There’s also the issue of increased life expectancy. On average, Americans are living longer than the generations that preceded them. According to data from the Social Security Administration, about a third of 65-year-olds today will live into their 90s, and another 14% will celebrate their 95th trip around the sun. In comparison, a 65-year-old man in 1960 was anticipated to live to 78; a 65-year-old woman was expected to live to 82.
Now, consider how these two issues — depleted savings and an increased lifespan — merge to throw a wrench in retirement planning for most people.
People are enjoying retirement longer than they once did, so the rule of thumb for retirement savings and withdrawals must also change. Gone are the days when pulling out 4% of a fund’s principal every year would be a surefire way to make your money last for more than 30 years.
The heyday of pensions saw plenty of retirees move their investment capital into conservative funds — like those focused on bonds — as a way to lower their risk and retain funds. Today, however, Americans likely need to keep at least a portion of their capital in more aggressive growth funds to ensure inflation doesn’t obliterate their gains.
How Employers Can Help With Retirement Planning
One way companies can help their employees prepare for retirement is to offer a partial or full company match on 401(k) contributions.
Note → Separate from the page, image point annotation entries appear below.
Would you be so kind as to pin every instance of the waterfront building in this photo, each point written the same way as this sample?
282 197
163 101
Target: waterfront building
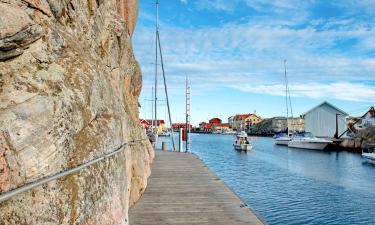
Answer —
177 126
321 120
214 121
296 124
230 121
279 124
144 123
160 124
205 127
221 127
367 120
245 121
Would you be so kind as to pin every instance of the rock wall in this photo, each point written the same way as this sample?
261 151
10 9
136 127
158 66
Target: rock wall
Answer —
69 88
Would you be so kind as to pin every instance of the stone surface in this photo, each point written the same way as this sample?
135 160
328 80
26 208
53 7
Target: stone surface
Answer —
69 88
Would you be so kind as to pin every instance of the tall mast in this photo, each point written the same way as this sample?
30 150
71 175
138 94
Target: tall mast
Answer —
156 62
187 127
286 91
152 108
165 82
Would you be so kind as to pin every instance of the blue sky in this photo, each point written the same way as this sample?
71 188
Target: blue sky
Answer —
233 53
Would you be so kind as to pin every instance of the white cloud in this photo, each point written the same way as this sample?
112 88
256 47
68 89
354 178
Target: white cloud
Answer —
250 56
338 90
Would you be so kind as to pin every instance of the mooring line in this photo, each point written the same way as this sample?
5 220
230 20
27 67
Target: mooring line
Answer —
5 196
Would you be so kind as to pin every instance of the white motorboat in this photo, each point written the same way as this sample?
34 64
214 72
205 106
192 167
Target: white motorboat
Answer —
241 143
369 156
283 140
230 132
164 134
308 141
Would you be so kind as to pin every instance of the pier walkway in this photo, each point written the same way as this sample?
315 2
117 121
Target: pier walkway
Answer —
182 190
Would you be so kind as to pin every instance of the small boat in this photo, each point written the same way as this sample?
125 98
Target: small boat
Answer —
308 141
165 134
241 143
369 157
229 132
283 140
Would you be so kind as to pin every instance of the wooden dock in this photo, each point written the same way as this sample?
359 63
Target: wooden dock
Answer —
182 190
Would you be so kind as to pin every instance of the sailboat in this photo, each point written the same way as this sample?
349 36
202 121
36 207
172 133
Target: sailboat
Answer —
154 133
283 138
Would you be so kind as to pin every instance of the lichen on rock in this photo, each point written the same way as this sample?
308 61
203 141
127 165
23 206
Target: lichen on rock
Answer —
69 88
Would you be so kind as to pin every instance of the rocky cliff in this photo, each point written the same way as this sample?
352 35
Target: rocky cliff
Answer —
69 87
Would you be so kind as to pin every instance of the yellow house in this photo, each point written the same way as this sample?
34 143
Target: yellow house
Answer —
160 124
245 121
222 127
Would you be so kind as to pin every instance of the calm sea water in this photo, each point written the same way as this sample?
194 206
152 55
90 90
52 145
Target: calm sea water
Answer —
293 186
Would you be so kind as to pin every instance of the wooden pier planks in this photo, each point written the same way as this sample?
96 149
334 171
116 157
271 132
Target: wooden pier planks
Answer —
182 190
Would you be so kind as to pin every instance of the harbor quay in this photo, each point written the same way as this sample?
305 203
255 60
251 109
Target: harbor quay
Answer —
183 190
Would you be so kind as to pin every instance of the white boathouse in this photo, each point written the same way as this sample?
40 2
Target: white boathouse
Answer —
321 120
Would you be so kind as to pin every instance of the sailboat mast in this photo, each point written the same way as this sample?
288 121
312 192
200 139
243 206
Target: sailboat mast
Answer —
165 85
156 62
286 91
152 108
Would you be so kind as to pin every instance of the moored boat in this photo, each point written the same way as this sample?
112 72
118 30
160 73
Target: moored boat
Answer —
283 140
308 141
242 143
369 157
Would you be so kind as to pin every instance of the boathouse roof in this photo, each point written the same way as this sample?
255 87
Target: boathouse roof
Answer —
343 113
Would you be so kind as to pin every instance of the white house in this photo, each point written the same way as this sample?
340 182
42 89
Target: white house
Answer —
367 120
321 120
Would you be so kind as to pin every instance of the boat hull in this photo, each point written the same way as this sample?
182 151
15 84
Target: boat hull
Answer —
308 145
282 141
244 147
369 157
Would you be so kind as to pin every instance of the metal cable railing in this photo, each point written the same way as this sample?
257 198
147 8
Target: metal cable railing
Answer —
5 196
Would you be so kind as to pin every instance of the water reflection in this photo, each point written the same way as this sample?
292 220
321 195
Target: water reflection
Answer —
294 186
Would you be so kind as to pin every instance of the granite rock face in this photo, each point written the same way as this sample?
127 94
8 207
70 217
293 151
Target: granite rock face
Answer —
69 88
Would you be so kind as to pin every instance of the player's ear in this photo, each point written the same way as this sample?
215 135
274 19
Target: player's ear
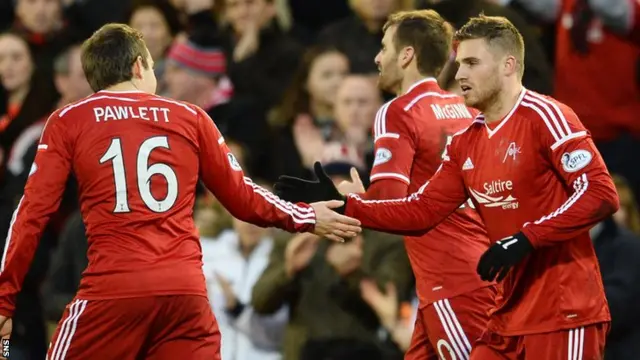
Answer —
137 68
510 65
407 54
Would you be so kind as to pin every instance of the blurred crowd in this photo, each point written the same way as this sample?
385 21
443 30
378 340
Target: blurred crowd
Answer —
288 83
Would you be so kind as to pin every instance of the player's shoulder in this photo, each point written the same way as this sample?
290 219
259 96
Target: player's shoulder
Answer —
550 116
547 105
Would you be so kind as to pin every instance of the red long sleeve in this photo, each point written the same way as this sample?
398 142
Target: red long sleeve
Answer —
418 213
42 195
245 200
594 196
386 189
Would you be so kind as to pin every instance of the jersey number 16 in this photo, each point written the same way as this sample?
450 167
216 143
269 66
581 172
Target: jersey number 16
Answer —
144 172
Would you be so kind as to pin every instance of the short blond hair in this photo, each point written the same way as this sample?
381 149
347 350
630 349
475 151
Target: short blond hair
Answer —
497 31
427 33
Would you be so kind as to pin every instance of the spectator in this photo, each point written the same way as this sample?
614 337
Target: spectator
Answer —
538 73
233 262
319 282
25 95
67 264
196 72
304 119
357 101
51 26
159 23
397 318
260 53
628 216
593 55
618 250
359 36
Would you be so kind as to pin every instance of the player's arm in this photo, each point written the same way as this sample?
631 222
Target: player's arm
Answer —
574 157
395 147
422 210
222 175
42 194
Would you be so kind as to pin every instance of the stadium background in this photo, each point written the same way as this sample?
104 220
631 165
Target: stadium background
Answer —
289 82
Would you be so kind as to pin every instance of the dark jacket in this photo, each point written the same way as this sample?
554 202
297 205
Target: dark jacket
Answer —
322 305
618 251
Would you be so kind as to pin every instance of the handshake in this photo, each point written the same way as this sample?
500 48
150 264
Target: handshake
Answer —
327 201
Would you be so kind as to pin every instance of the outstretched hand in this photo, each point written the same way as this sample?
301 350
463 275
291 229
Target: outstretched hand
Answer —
299 190
332 225
353 186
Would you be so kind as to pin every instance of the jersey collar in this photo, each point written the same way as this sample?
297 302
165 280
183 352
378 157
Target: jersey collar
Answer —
423 81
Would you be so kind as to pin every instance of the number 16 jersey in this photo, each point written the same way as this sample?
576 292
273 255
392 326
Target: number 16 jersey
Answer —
137 158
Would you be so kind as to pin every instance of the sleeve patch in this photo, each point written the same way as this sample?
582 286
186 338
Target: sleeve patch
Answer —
383 155
576 160
235 165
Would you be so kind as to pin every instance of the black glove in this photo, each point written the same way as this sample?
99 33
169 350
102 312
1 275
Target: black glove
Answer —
299 190
502 256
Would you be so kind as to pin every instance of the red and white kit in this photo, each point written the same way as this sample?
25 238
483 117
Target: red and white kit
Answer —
411 132
536 171
137 158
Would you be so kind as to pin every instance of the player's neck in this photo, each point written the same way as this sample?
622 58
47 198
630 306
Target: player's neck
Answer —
503 104
409 80
123 86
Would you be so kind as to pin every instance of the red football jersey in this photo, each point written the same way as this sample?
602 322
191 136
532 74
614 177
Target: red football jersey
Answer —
137 158
536 171
410 134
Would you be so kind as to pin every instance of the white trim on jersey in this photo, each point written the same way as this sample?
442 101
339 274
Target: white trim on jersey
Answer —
509 115
553 118
380 124
88 100
580 186
453 329
299 214
425 80
389 175
67 330
430 93
576 344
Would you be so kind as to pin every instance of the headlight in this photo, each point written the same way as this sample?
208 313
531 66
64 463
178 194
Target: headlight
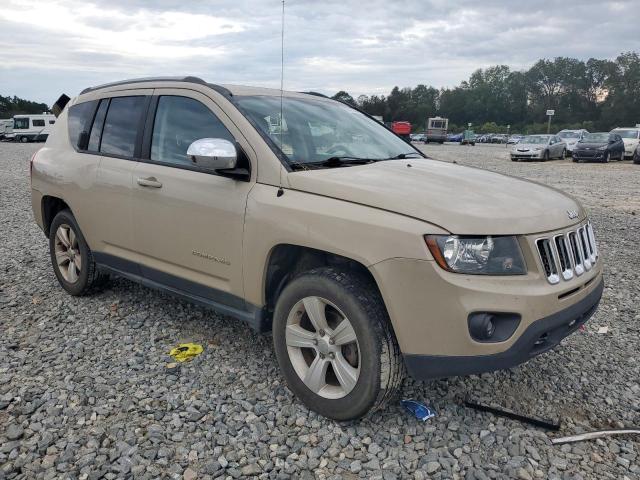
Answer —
477 255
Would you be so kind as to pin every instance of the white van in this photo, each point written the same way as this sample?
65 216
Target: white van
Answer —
32 128
6 128
630 137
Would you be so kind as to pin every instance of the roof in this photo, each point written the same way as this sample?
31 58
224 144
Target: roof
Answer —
239 90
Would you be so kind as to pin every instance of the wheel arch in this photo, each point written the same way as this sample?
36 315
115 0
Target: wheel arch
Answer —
285 261
50 207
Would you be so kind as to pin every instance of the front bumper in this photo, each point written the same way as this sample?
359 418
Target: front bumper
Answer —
540 336
535 155
589 155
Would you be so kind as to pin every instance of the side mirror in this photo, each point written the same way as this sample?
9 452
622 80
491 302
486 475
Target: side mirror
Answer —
213 154
83 140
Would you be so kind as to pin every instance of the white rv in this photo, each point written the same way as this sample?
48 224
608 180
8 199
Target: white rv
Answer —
6 128
32 128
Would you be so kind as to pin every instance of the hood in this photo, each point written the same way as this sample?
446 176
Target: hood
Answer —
461 200
591 145
530 146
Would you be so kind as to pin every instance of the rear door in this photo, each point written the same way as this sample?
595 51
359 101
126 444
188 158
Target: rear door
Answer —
188 223
116 136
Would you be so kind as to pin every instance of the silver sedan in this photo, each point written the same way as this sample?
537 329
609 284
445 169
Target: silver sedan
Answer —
539 147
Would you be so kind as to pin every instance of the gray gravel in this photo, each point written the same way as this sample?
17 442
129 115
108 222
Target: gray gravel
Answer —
85 391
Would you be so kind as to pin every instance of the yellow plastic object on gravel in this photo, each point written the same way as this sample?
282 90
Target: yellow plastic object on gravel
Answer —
185 352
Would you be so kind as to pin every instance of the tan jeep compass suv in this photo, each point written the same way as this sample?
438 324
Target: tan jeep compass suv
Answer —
303 216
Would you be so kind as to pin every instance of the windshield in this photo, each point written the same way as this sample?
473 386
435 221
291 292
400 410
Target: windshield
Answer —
534 139
20 123
316 130
569 135
628 133
596 138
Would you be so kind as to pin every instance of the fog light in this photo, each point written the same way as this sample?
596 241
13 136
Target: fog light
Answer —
481 326
491 327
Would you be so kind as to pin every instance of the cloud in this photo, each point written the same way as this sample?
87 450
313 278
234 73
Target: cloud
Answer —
332 45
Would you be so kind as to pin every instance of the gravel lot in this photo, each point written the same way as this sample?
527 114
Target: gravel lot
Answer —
85 391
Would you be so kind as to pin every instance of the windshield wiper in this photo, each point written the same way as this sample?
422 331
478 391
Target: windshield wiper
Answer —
402 156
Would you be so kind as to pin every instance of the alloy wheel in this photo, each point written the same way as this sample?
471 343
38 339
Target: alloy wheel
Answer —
67 253
323 347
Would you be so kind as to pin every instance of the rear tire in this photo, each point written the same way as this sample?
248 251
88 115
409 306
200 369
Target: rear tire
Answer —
375 369
71 258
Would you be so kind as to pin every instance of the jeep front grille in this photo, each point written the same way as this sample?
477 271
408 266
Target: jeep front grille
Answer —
568 254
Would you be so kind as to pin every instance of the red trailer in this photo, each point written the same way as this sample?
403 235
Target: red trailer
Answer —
401 128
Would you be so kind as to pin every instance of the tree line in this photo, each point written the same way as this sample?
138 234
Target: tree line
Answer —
596 95
10 106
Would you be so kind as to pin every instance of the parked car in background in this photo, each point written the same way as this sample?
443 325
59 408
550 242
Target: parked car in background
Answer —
437 129
32 128
571 137
468 138
630 137
599 147
183 186
539 147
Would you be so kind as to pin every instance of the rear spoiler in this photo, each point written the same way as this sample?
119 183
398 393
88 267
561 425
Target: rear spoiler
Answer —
60 104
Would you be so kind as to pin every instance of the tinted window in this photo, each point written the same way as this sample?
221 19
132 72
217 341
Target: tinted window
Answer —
121 126
179 122
98 123
80 117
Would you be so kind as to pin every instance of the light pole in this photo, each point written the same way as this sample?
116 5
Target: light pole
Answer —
550 113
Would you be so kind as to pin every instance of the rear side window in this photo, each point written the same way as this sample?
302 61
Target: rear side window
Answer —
179 122
98 123
121 126
80 117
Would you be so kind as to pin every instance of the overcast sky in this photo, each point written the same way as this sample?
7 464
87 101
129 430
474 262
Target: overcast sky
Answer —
55 46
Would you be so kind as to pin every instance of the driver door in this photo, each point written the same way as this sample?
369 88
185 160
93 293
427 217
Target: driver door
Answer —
188 224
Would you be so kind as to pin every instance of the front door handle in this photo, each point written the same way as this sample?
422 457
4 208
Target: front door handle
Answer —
149 182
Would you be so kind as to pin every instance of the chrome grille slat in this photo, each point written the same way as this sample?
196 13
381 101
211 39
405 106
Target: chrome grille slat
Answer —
568 254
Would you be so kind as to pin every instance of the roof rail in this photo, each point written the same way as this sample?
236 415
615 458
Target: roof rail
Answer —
188 79
316 94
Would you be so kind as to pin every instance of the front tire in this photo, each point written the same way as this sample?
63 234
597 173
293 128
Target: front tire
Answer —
334 344
72 260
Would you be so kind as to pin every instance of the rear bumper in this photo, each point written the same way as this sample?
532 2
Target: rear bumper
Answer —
541 336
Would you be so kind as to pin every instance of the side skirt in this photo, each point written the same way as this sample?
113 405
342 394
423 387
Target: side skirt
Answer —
205 296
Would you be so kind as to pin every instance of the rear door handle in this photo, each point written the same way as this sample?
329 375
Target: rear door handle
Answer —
149 182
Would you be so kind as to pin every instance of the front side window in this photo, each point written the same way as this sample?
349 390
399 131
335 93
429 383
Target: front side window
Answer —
632 134
80 117
179 122
20 123
121 126
314 130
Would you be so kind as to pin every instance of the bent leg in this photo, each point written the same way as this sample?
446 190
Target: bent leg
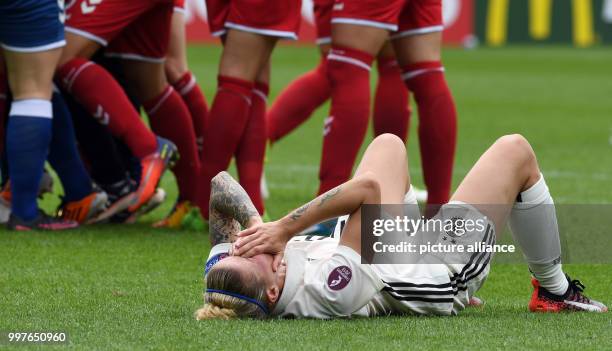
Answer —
508 167
506 181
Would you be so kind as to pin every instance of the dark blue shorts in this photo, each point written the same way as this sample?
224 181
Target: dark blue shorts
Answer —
31 25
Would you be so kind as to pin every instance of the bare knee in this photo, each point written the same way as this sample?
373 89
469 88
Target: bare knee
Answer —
517 150
393 146
174 69
390 141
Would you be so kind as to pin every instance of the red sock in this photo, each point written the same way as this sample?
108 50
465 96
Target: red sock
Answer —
437 127
3 107
345 128
252 148
227 120
298 101
196 102
98 92
170 119
391 104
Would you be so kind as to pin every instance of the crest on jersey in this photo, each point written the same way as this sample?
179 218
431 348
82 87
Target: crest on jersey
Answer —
339 278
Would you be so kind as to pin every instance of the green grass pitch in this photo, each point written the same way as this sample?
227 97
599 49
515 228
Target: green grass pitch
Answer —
133 287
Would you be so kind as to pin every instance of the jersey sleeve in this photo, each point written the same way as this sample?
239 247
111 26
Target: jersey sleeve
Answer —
341 285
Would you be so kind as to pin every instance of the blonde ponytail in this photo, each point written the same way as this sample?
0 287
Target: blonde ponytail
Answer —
210 311
229 294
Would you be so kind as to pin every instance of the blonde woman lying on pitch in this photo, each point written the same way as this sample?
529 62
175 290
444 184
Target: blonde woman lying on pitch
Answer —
264 271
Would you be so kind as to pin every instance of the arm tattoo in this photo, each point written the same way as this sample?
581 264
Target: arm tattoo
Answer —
300 211
328 195
230 208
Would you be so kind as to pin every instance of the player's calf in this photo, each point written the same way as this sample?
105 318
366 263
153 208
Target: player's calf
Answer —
573 300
While they’re at it, it’s a good idea to invest in educational opportunities. That might include bringing in experts to host lunch-and-learns on different investment options, such as mutual funds. The stock market can be intimidating, so these sessions need to be judgment-free zones where people feel comfortable asking any questions they might have.
Finally, consider providing auxiliary financial support. Deductibles, copays, and other healthcare-related costs, for instance, can put a serious financial squeeze on employees. And as people age, their healthcare expenses will only grow.
In 2022, a retired couple aged 65 will need to save up roughly $315,000 to cover their medical expenses in retirement. Workers on qualifying health plans would be wise to invest funds into a Health Savings Account (HSA) today for the health expenses they will face decades in the future. But how can they afford to set aside money in an HSA while also contending with unexpected health expenses? With a Health Payment Account (HPA).
An HPA is a new type of benefit that enables employees to access and afford care. This account gives employees a direct line to healthcare funds when they need help — no questions asked.
Employees are eager to understand their retirement planning options so they can make the best decisions for themselves and their families. Employers are in a position to help — but they can only make an impact by investing resources into promoting financial wellness in the workplace.